Em 2020, com a derrota de Trump para Joe Biden, o manual de sabotagem eleitoral foi exportado. A narrativa de “fraude eleitoral” — que inflamou os EUA — foi adaptada ao Brasil, visando desacreditar o sistema eleitoral antes mesmo de 2022. No ano seguinte, o ataque ao Capitólio, em 6 de janeiro, funcionou como ensaio geral do que viria aqui. Empresários, políticos e influenciadores começaram a preparar o terreno para uma ruptura institucional, enquanto as Big Tech hesitavam em conter conteúdos extremistas que garantiam cliques, monetização e alcance global.
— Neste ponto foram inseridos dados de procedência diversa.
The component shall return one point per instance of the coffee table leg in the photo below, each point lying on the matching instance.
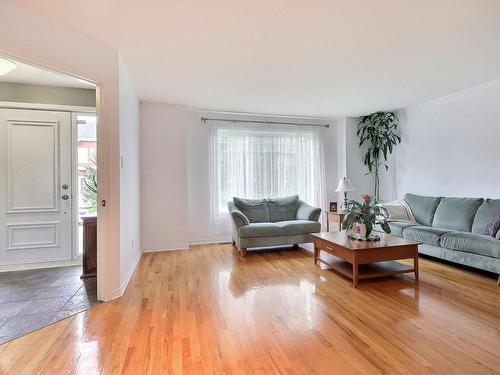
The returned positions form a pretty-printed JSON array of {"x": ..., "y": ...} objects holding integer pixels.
[
  {"x": 415, "y": 262},
  {"x": 355, "y": 274}
]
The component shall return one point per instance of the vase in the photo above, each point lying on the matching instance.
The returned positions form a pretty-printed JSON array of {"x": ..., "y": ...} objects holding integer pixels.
[{"x": 360, "y": 230}]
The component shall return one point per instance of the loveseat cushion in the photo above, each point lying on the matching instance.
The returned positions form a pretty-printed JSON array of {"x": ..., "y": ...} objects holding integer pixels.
[
  {"x": 293, "y": 227},
  {"x": 423, "y": 208},
  {"x": 471, "y": 243},
  {"x": 456, "y": 213},
  {"x": 260, "y": 230},
  {"x": 486, "y": 212},
  {"x": 424, "y": 234},
  {"x": 256, "y": 210},
  {"x": 397, "y": 227},
  {"x": 284, "y": 208}
]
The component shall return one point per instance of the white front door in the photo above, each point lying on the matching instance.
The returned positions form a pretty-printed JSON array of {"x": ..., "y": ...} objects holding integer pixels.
[{"x": 35, "y": 186}]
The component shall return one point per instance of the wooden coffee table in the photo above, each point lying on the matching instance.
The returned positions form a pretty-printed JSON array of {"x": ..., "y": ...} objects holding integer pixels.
[{"x": 366, "y": 259}]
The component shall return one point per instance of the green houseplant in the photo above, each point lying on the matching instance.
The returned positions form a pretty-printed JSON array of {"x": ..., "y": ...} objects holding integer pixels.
[
  {"x": 379, "y": 133},
  {"x": 89, "y": 188},
  {"x": 369, "y": 213}
]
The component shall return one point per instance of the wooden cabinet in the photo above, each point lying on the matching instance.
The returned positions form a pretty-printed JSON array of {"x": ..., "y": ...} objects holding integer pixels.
[{"x": 89, "y": 246}]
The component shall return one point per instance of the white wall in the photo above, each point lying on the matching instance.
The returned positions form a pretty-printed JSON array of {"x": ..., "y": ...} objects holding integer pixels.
[
  {"x": 163, "y": 177},
  {"x": 51, "y": 44},
  {"x": 450, "y": 146},
  {"x": 175, "y": 194},
  {"x": 129, "y": 177}
]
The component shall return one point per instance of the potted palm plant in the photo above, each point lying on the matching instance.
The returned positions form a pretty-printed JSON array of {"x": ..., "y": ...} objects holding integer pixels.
[
  {"x": 363, "y": 217},
  {"x": 378, "y": 134}
]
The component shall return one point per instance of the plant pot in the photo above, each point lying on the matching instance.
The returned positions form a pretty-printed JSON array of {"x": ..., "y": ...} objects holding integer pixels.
[{"x": 360, "y": 230}]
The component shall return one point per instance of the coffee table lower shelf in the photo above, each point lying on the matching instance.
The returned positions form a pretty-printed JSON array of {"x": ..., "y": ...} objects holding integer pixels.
[{"x": 368, "y": 271}]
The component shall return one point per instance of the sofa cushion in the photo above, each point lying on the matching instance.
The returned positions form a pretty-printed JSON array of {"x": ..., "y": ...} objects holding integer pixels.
[
  {"x": 487, "y": 211},
  {"x": 293, "y": 227},
  {"x": 424, "y": 234},
  {"x": 423, "y": 208},
  {"x": 471, "y": 243},
  {"x": 397, "y": 227},
  {"x": 256, "y": 210},
  {"x": 493, "y": 227},
  {"x": 284, "y": 208},
  {"x": 260, "y": 230},
  {"x": 456, "y": 213}
]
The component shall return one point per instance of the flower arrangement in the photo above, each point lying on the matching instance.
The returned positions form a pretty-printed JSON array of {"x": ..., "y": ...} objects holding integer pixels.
[{"x": 369, "y": 213}]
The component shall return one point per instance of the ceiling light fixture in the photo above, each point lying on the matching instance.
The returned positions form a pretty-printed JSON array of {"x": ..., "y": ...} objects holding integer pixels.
[{"x": 6, "y": 66}]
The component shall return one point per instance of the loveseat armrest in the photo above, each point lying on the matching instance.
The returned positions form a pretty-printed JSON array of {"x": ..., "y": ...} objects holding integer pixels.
[
  {"x": 306, "y": 212},
  {"x": 237, "y": 216}
]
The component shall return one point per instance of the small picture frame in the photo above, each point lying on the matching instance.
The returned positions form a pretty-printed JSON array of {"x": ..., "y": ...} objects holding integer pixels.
[{"x": 333, "y": 207}]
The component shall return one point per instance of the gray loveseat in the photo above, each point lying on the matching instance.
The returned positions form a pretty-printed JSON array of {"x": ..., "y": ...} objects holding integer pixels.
[
  {"x": 272, "y": 222},
  {"x": 452, "y": 229}
]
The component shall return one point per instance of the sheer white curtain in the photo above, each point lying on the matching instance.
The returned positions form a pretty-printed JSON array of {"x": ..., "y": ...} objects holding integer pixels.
[{"x": 259, "y": 161}]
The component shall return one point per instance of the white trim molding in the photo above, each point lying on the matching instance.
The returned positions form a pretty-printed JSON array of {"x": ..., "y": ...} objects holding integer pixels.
[
  {"x": 131, "y": 271},
  {"x": 40, "y": 265},
  {"x": 48, "y": 107},
  {"x": 153, "y": 249},
  {"x": 210, "y": 241}
]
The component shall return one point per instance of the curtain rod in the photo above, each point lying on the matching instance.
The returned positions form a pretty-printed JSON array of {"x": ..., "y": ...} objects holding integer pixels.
[{"x": 205, "y": 119}]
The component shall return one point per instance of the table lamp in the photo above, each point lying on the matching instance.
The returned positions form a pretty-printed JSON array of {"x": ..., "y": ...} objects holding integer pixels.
[{"x": 345, "y": 186}]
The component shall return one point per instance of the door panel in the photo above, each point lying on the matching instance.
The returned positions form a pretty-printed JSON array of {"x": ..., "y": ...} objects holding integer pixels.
[
  {"x": 35, "y": 164},
  {"x": 32, "y": 166}
]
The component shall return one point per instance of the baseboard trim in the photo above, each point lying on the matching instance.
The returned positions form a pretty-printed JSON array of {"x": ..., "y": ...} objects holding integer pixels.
[
  {"x": 131, "y": 271},
  {"x": 210, "y": 241},
  {"x": 39, "y": 265},
  {"x": 154, "y": 249}
]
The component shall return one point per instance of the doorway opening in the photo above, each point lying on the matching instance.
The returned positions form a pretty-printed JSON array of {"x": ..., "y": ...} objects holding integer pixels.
[{"x": 48, "y": 216}]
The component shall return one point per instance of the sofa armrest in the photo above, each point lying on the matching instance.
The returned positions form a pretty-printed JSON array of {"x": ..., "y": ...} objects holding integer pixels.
[
  {"x": 237, "y": 216},
  {"x": 306, "y": 212}
]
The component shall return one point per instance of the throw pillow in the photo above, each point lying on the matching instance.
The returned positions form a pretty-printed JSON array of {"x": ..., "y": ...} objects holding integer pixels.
[{"x": 492, "y": 227}]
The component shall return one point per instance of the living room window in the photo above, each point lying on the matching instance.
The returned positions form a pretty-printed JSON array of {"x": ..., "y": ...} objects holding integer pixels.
[{"x": 260, "y": 161}]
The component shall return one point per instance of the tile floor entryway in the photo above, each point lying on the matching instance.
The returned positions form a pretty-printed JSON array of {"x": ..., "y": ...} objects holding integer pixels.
[{"x": 33, "y": 299}]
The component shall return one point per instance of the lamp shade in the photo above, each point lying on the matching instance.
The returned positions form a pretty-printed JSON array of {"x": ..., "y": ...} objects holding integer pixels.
[{"x": 345, "y": 185}]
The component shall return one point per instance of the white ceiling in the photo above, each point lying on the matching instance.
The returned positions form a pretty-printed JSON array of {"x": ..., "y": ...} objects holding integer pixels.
[
  {"x": 295, "y": 57},
  {"x": 36, "y": 76}
]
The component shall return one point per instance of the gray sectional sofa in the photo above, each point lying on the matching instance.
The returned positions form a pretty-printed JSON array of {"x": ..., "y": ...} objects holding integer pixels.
[
  {"x": 272, "y": 222},
  {"x": 452, "y": 229}
]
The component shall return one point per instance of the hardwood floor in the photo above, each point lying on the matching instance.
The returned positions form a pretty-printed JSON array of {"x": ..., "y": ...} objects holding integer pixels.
[{"x": 206, "y": 311}]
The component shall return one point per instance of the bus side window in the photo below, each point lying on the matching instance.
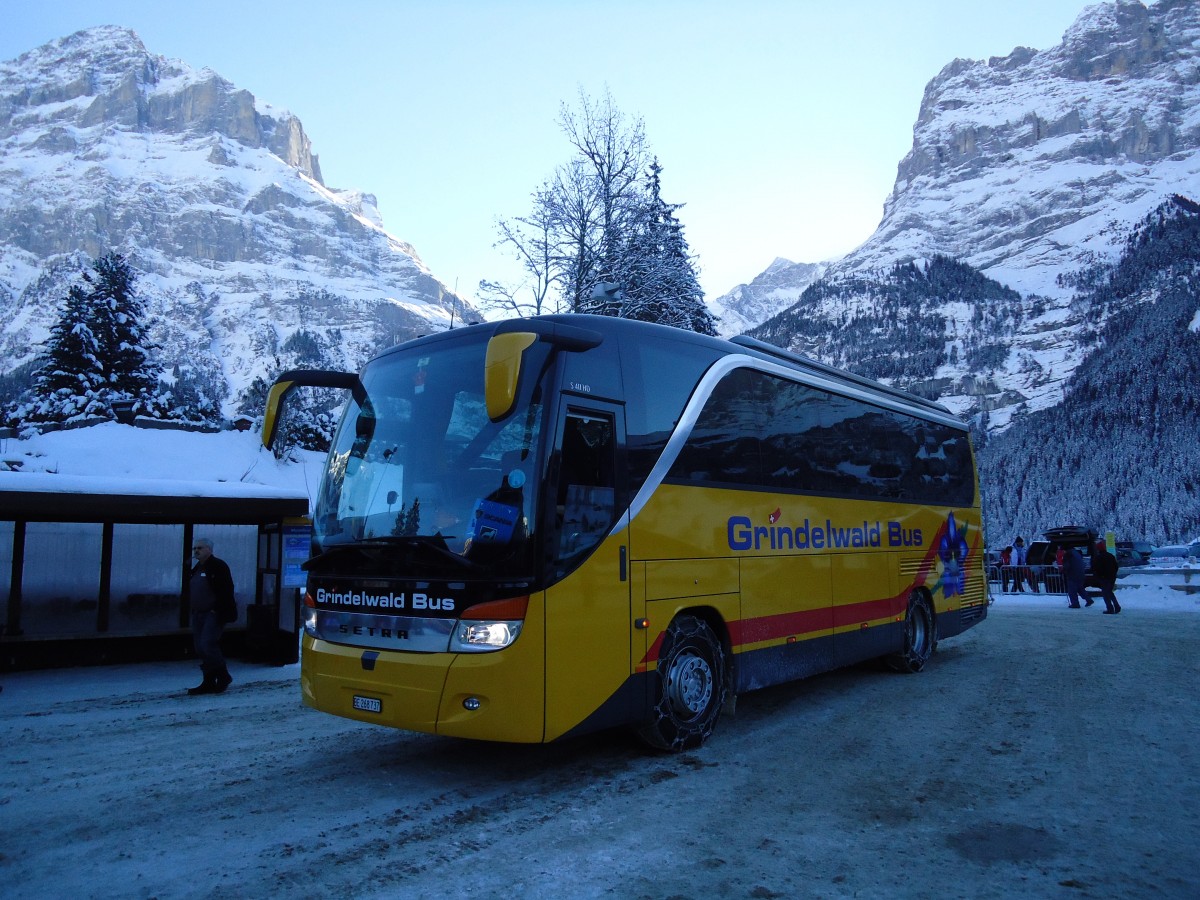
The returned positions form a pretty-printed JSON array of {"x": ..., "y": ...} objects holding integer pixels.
[{"x": 587, "y": 495}]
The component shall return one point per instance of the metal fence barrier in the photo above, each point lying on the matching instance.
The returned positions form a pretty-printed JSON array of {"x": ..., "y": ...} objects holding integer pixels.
[{"x": 1030, "y": 579}]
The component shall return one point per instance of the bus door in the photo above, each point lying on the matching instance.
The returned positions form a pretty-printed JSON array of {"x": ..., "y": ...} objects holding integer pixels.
[{"x": 587, "y": 607}]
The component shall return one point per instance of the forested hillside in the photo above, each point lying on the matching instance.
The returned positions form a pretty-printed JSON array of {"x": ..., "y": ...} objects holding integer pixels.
[{"x": 1122, "y": 451}]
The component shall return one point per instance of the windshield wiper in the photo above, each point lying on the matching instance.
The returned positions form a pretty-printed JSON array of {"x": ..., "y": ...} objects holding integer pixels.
[{"x": 436, "y": 544}]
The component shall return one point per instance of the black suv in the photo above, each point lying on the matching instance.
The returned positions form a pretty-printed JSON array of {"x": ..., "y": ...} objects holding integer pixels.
[
  {"x": 1133, "y": 553},
  {"x": 1043, "y": 555},
  {"x": 1045, "y": 552}
]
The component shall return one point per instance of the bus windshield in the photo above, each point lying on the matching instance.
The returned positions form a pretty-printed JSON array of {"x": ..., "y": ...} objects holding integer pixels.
[{"x": 417, "y": 461}]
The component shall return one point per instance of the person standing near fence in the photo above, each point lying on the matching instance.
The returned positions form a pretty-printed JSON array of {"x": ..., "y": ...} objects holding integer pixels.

O calendário avançou para 2022, e a engrenagem girou a pleno vapor. Fake news massivas atacavam as urnas eletrônicas, o TSE e o STF. Eduardo Bolsonaro, em sintonia com o trumpismo, repetia teorias conspiratórias importadas. Influenciadores mobilizavam militantes para acampamentos e atos que pediam abertamente intervenção militar. O terreno estava pronto para o golpe.

O dia 8 de janeiro de 2023 escancarou o objetivo: invasão e depredação das sedes dos Três Poderes em Brasília, uma cópia quase literal do que se viu no Capitólio. Investigações revelaram o financiamento empresarial, a articulação política e a mobilização digital que sustentaram a tentativa de golpe. Logo depois, veio a segunda fase: transformar os criminosos em “presos políticos”, minimizar a gravidade dos ataques e reescrever a história em tempo real.

Mesmo após o fracasso, a quinta-coluna não recuou. Em 2024, adotou um novo figurino, falando em “perseguição política” e “defesa da liberdade de expressão” para manter a base mobilizada e atrair apoio internacional. Enquanto isso, Trump voltou a usar tarifas e ameaças como instrumentos de humilhação contra o Brasil, e seus aliados internos aproveitaram para explorar politicamente cada tensão externa, minando a confiança no governo e preparando terreno para o retorno do bolsonarismo ao poder. As Big Tech, alegando neutralidade, mantiveram o palco aberto para essa encenação.

Não há como suavizar: essa rede não é oposição legítima. É braço interno de uma ofensiva autoritária internacional. Vestem-se de verde e amarelo, mas carregam no peito a bandeira estrangeira. Falam de liberdade, mas agem para destruí-la. Usam a palavra democracia como biombo para o assalto contra ela.

A dignidade de um povo não se negocia. E a liberdade não sobrevive quando é entregue a quem sonha em destrui-la. Resistir à humilhação externa exige enfrentar, sem hesitação, a traição interna. Só assim o Brasil poderá preservar sua soberania, proteger sua democracia e impedir que um roteiro importado e já testado para o caos seja novamente encenado no nosso território.